# O-Ring for Graco 390



## stonedge (Apr 5, 2014)

I've got an O-Ring that broke and needs to be replaced, problem is I don't have a Graco dealer near me. Is it advisable to just grab one from a local store or is it Graco specific?

Thanks guys/gals.


----------



## woodcoyote (Dec 30, 2012)

Most O-Rings will work. Try to go to Lowe's or Home Depot or local hardware shop and see if you find one of similar size. 

There are gaskets and rings for the "guns" that they make that are graco specific so you don't have a choice. But for the machine itself, you should be able to get them anywhere.

edit:
If you have to order them, Sherwin is a dealer of graco and they can order Graco things for you. They may not have a service department, but they can get guns, machines, replacement parts, etc. etc.


----------



## tp_masaro (Apr 6, 2014)

Hi bro I'm a newbie here and I need help from bros around.

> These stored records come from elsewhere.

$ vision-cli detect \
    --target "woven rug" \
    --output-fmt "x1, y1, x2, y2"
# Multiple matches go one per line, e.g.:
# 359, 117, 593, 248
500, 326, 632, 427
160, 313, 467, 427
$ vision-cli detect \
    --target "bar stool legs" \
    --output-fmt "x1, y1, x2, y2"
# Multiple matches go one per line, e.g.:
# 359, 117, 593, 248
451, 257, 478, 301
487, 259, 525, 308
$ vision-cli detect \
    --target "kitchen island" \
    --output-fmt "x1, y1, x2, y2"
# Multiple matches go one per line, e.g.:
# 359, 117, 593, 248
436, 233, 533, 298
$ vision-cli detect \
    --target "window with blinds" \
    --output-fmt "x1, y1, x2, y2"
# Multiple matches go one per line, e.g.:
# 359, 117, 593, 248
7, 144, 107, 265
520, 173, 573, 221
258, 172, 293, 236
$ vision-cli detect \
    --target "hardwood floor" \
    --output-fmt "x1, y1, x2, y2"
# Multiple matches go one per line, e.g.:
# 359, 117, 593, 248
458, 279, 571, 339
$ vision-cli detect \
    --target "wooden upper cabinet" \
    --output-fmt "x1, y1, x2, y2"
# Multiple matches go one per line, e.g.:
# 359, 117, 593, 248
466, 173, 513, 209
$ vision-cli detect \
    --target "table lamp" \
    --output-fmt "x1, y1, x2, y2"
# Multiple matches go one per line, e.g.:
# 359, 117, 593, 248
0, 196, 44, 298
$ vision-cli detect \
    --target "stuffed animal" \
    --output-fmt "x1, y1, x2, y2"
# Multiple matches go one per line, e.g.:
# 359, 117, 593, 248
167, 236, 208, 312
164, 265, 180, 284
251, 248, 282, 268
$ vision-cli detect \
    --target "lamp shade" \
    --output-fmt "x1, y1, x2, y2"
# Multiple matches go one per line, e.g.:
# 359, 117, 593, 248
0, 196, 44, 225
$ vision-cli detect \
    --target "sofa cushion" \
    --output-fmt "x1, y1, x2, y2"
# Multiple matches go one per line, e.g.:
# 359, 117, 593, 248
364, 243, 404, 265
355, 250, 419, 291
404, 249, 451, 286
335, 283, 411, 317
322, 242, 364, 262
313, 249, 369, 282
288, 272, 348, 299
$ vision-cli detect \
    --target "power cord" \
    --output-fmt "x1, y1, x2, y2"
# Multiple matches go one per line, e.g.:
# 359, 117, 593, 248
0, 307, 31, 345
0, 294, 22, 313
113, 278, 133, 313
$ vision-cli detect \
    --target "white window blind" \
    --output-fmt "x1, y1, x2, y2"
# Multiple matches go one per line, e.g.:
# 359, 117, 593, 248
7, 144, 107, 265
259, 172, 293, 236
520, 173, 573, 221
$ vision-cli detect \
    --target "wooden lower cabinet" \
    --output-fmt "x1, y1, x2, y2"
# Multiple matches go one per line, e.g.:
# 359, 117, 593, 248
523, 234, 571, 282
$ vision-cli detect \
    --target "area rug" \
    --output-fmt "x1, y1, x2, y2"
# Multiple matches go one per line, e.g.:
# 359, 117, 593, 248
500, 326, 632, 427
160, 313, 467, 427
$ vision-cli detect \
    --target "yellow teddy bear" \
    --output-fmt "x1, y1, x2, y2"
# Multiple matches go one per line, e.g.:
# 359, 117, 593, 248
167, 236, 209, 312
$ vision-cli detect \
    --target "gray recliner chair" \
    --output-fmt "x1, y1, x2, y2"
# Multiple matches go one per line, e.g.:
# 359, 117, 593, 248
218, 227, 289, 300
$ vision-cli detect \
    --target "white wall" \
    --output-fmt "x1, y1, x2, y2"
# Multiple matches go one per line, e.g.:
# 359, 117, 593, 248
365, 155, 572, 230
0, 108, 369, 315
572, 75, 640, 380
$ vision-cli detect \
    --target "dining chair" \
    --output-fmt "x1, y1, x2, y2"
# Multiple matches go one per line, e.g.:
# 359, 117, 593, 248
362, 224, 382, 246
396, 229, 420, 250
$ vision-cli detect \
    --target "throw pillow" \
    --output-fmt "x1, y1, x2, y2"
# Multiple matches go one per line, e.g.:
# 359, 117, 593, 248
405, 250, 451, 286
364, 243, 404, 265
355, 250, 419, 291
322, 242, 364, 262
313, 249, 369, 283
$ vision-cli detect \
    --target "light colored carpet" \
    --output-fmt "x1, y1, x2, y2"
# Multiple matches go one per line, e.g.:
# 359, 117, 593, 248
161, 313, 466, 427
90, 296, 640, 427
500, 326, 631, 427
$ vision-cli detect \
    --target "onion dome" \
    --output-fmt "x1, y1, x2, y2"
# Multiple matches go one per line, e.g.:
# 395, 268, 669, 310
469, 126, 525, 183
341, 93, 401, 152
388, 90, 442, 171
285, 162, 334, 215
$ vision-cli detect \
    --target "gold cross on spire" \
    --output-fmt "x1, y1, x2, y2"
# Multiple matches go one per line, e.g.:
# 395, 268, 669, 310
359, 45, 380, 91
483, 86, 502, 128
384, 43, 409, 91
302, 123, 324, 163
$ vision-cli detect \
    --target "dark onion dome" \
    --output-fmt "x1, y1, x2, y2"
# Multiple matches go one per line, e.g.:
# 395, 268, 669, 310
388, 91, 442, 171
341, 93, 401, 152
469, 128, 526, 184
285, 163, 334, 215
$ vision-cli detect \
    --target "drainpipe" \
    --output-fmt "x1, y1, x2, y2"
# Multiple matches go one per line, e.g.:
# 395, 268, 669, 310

I intend to purchase a graco paint sprayer for my job use.
As there is too many model I'm unsure which to purchase
There is nova,ultra,st max<--can bro guide me the diff?(would only prefer electrical mode)

1st of all.
Im doing residential project(in Singapore).might consider doing landed(similar with what you bros are living) and also commercial

Usage of sprayer will be quite often around 5-6days weekly

Paint use often: water base paint and sealant paint. 1-2time a yr for epoxy paint

Bro here pls help out if you guys could recommend me a reliable sprayer model under graco

Thanks in advance 
Kelvin tan








Sent from my iPad using PaintTalk.com


----------



## tp_masaro (Apr 6, 2014)

tp_masaro said:


> Hi bro I'm a newbie here and I need help from bros around.
> 
> I intend to purchase a graco paint sprayer for my job use.
> As there is too many model I'm unsure which to purchase
> ...






Sent from my iPad using PaintTalk.com


----------



## squid (Dec 25, 2012)

Support local small business and go see your auto parts dealer. Welcome to the forum.


----------



## tp_masaro (Apr 6, 2014)

Singapore don't Distrubute graco


Sent from my iPad using PaintTalk.com


----------



## mr.fixit (Aug 16, 2009)

if it is the white o-ring on the bottom of the cylinder a rubber o-ring wont do it. those white O-rings are teflon


----------